Mi primera gran aventura (parte 2)
Conociendo a la tía Vicentita y de cómo una abuela de 98 años encandiló a un tímido niño de 5.
Tienes una primera parte de esta historia que te recomiendo leer antes.
Santiago de Compostela. Año 1977.
La casa (II)
El día anterior había sido muy largo y bastante ajetreado. Cuando llegó la hora de dormir caí redondo en la cama y apenas recuerdo más del primer día.
Cuando desperté, lo hice en el dormitorio próximo al del “cambio de pasillo”; el del baúl y la cómoda.
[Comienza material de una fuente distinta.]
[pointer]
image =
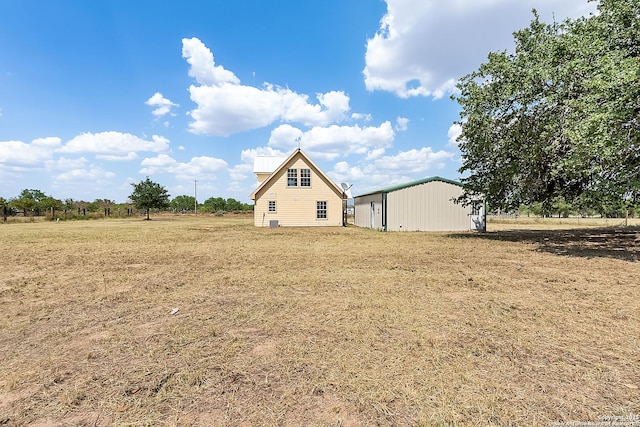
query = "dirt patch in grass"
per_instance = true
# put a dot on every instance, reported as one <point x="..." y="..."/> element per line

La casa la sentía muy en silencio. Oía a personas caminar por el pasillo, pero apenas las escuchaba hablar. La puerta del dormitorio estaba entre abierta, quizá mis padres habrían comentado algo acerca de mi miedo a las puertas cerradas de noche. El caso es que yo dormí como un lirón y no me enteré de nada durante la noche.
Tímidamente me asomé al pasillo. Hacia la derecha podía ver la puerta en la que el pasillo cambiaba de aspecto y se convertía en un pasillo de hospital. Hacia la izquierda podía reconocer las puertas del salón comedor, y al final, donde el pasillo giraba a la izquierda, lo que identifiqué como la biblioteca, en la que ya había estado. Sabía que una vez continuara caminando hacia la izquierda llegaría a la entrada de la casa. A partir de allí todo sería nuevo para mí, pero con suerte encontraría a alguien por el camino.
Comencé a caminar hacia la entrada de la casa. Yo iba descalzo y noté el frío mármol en mis pies hasta llegar al recibidor, allí había suelo de moqueta. Me senté en una silla y esperé un momento, para ver si alguien pasaba. No conocía el resto de la casa y no tenía claro si debía adentrarme en ella por mi cuenta y riesgo, o bien esperar a encontrarme con mis padres o abuela. Estuve un rato más, pero por allí no pasaba nadie. Continué caminando por el pasillo y al llegar a la primera puerta a la derecha me asomé, era un baño. Seguí avanzando un poco más y podía escuchar el sonido de una radio. Parecía venir de la siguiente habitación, esta vez a la izquierda, pero la puerta estaba cerrada. Dentro debía haber alguien. Pasé por delante con mucho sigilo, y apenas di dos pasos, ya sí que escuché una voz familiar. Pero no venía de la habitación, sino del final del pasillo. Allí estaba la cocina y mi abuela preparando el desayuno. Estaba dando instrucciones a una chica que vestía una especie de uniforme y delantal, y sacando galletas del horno.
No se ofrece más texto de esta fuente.